The vehicle was mounted on a large transfer crane running under conditions of t, maximum 32 t and speed of 5 km / h, and the running time until tire failure (air leakage due to carcass cord breakage) was measured.

[0018]

[Table 1] Note) # stops running due to wear life of tread.

As is clear from Table 1, the tire of the present invention suppresses the breakage of the cord of the carcass layer without increasing the cost as in the comparative tire 2 using the small-diameter cord.
It can be seen that it can be used up to the wear life.

[0020]

As described above, according to the present invention, in a heavy duty pneumatic bias tire having a large number of carcass layers mounted between left and right bead portions, an intersection area between a splice portion of a first carcass layer and a second carcass layer is provided. Is located outside the carcass line maximum width position in the tire radial direction, so that a large repetitive compressive force can be prevented from acting on the splice intersection area where cord breakage is likely to occur. The tire life can be maintained until the life.
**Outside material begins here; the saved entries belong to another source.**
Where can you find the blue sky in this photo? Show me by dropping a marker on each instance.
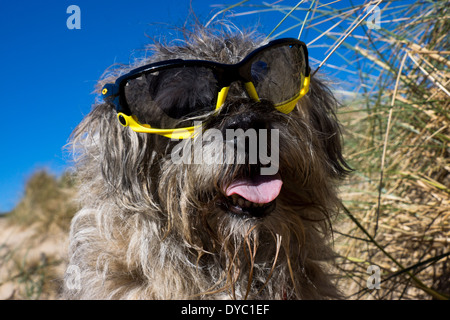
(49, 72)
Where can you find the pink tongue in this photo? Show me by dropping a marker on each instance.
(262, 189)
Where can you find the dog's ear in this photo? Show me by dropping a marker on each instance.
(115, 157)
(322, 105)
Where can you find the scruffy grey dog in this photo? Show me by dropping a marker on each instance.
(152, 229)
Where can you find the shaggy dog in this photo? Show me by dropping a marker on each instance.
(154, 228)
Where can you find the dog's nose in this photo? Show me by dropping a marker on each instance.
(245, 122)
(247, 114)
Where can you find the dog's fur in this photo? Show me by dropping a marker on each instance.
(150, 229)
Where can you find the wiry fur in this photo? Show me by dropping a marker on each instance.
(150, 229)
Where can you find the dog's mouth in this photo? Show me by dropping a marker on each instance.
(253, 196)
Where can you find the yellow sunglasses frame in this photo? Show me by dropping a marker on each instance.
(188, 132)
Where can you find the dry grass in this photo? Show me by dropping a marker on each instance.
(33, 239)
(396, 116)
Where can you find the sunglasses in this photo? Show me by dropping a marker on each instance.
(170, 97)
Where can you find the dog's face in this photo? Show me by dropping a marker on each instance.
(249, 191)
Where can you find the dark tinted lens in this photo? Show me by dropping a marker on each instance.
(172, 98)
(278, 73)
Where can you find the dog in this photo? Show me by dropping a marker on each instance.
(249, 220)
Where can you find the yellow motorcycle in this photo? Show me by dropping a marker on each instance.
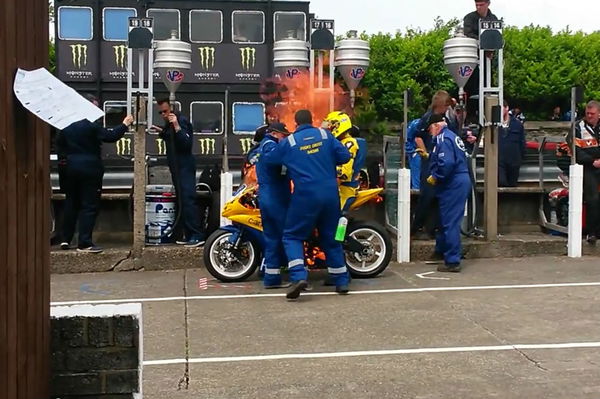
(234, 252)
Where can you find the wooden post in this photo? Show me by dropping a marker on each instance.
(24, 210)
(491, 173)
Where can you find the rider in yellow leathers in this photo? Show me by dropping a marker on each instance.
(340, 125)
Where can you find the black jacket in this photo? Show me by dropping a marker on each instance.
(83, 140)
(471, 23)
(511, 143)
(183, 140)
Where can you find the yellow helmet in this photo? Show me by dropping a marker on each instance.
(338, 123)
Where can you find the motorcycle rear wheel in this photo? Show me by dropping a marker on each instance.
(377, 254)
(229, 264)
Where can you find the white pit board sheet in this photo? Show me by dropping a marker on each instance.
(51, 100)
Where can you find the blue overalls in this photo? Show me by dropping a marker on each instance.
(311, 156)
(448, 165)
(183, 173)
(273, 198)
(81, 144)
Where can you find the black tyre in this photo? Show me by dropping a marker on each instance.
(377, 254)
(229, 264)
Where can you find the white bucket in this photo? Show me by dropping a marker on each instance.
(160, 216)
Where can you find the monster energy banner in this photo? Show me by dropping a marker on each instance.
(208, 144)
(77, 61)
(245, 144)
(124, 146)
(229, 63)
(114, 62)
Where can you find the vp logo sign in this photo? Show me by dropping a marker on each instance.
(292, 73)
(175, 75)
(465, 71)
(357, 73)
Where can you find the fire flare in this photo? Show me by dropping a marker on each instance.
(287, 96)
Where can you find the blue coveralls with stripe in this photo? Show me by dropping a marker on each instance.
(311, 156)
(273, 198)
(449, 166)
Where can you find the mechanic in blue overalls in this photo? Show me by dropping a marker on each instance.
(449, 173)
(311, 156)
(273, 199)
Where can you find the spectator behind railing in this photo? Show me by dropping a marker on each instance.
(511, 149)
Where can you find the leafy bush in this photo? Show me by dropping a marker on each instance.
(540, 69)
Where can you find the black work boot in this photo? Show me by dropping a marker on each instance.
(295, 290)
(450, 268)
(342, 289)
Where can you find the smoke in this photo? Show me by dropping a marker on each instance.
(285, 96)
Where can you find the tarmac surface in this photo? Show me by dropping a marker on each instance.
(503, 328)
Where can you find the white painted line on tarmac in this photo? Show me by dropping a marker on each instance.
(425, 276)
(362, 292)
(329, 355)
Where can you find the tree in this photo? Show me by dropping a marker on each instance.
(540, 68)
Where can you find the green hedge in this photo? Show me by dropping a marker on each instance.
(540, 69)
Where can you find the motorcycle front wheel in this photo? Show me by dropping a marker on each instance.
(227, 263)
(376, 253)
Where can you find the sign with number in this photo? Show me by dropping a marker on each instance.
(323, 24)
(490, 35)
(496, 25)
(147, 23)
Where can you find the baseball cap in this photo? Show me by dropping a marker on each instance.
(435, 118)
(278, 127)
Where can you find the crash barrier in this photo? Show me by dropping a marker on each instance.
(96, 351)
(525, 208)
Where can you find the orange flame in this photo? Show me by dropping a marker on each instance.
(296, 94)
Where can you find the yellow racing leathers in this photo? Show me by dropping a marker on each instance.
(348, 178)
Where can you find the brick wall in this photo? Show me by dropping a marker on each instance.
(96, 352)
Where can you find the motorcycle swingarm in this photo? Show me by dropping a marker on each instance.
(353, 245)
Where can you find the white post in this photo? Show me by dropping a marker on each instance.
(226, 193)
(575, 210)
(403, 226)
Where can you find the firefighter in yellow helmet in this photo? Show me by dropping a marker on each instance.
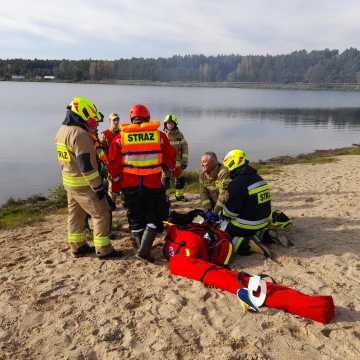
(178, 141)
(247, 211)
(83, 184)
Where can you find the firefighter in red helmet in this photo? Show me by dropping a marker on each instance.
(136, 160)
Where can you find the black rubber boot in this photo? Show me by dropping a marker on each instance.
(115, 254)
(84, 250)
(136, 237)
(146, 243)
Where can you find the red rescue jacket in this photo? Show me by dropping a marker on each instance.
(109, 136)
(137, 155)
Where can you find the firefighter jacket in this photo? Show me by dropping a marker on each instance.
(101, 156)
(213, 188)
(107, 137)
(178, 141)
(138, 155)
(249, 203)
(77, 155)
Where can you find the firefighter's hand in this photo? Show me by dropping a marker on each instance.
(210, 217)
(100, 194)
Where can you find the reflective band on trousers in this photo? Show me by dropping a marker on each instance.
(236, 241)
(101, 241)
(261, 186)
(77, 238)
(250, 225)
(175, 142)
(76, 181)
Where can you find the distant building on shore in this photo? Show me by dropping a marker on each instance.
(17, 77)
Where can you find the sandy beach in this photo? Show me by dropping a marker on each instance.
(53, 306)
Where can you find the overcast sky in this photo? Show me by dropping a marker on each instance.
(111, 29)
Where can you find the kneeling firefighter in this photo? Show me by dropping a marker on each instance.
(82, 181)
(136, 160)
(247, 211)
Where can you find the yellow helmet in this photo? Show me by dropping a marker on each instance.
(234, 159)
(85, 109)
(171, 117)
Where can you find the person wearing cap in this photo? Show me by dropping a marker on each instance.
(86, 194)
(108, 135)
(136, 159)
(213, 180)
(246, 213)
(178, 141)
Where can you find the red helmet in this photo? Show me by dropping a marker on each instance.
(140, 111)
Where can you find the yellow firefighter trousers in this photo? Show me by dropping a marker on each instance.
(81, 203)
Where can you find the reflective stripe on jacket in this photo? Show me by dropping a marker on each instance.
(179, 143)
(249, 203)
(141, 148)
(72, 142)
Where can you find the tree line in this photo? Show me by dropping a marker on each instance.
(321, 67)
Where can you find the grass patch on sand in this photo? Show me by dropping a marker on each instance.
(19, 212)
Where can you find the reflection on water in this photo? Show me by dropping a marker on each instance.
(265, 123)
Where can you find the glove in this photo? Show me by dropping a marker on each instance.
(166, 182)
(210, 217)
(111, 203)
(100, 194)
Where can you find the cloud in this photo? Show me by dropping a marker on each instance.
(126, 28)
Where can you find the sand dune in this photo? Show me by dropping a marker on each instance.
(53, 306)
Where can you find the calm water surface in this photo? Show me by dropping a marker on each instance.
(265, 123)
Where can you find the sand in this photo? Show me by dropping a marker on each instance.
(53, 306)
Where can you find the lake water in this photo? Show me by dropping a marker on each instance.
(265, 123)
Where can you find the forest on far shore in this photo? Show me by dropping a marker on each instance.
(319, 67)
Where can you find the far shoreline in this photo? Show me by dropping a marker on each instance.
(198, 84)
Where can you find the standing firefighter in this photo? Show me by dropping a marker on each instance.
(214, 180)
(82, 182)
(247, 211)
(178, 141)
(108, 135)
(136, 159)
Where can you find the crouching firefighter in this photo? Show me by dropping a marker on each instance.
(178, 141)
(136, 160)
(82, 182)
(246, 214)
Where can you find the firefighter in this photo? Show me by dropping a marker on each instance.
(246, 213)
(214, 180)
(83, 184)
(178, 141)
(108, 135)
(136, 159)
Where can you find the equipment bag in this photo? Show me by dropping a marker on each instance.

In addition, since it is only necessary to change the position of the splice intersection area, there is no reduction in productivity or cost as in the case of using a small-diameter cord.

[Brief description of the drawings]

FIG. 1 is a half sectional view of a tire meridian showing an example of a heavy load pneumatic bias tire of the present invention.

FIG. 2 is a development view showing a main part of the carcass layer of FIG. 1 from the inside of the tire except for an inner liner layer.

FIG. 3 is an explanatory diagram showing, in an enlarged cross section, a state of breakage of a first and second carcass layer in a splice portion intersection area.

[Explanation of symbols]

DESCRIPTION OF SYMBOLS 1 Tread part 2 Side wall part 3 Bead part 4 Carcass layer 4A 1st carcass layer 4A ₁ splice part 4B 2nd carcass layer 4B ₁ splice part 5 Bead core 6 Bead filler 7 Inner liner layer 8 Breaker layer C Intersection area P Carcass line Large position Z contact area CL Tire center line f Reinforcement cord

Claims (4)

[Claims] 1. A heavy-duty pneumatic bias tire having a plurality of carcass layers mounted between left and right bead portions and both ends of which are folded around a bead core, wherein a splice portion of an innermost first carcass layer and a splice portion thereof A pneumatic bias tire for heavy load, wherein an intersecting region of a second carcass layer to be laminated and a splice portion is disposed radially outward of a carcass line maximum width position. 2. The heavy duty pneumatic bias tire according to claim 1, wherein the intersection area is arranged in a contact area of a tread portion. 3. The sum of the tensile strengths of the reinforcing cords per 50 mm width of the first and second carcass layers is set to 98 in the tire radial direction inside the carcass line maximum width position at the time of filling the specified internal pressure.
The pneumatic bias tire for heavy loads according to claim 1 or 2, wherein the bias is set to 00N / 50mm or more. 4. The industrial vehicle according to claim 1, wherein a plurality of sets of said bead cores are arranged, said carcass layer is laminated in 16 layers or more, and a rim diameter size is set to 24 inches or more. Pneumatic bias tire for heavy loads.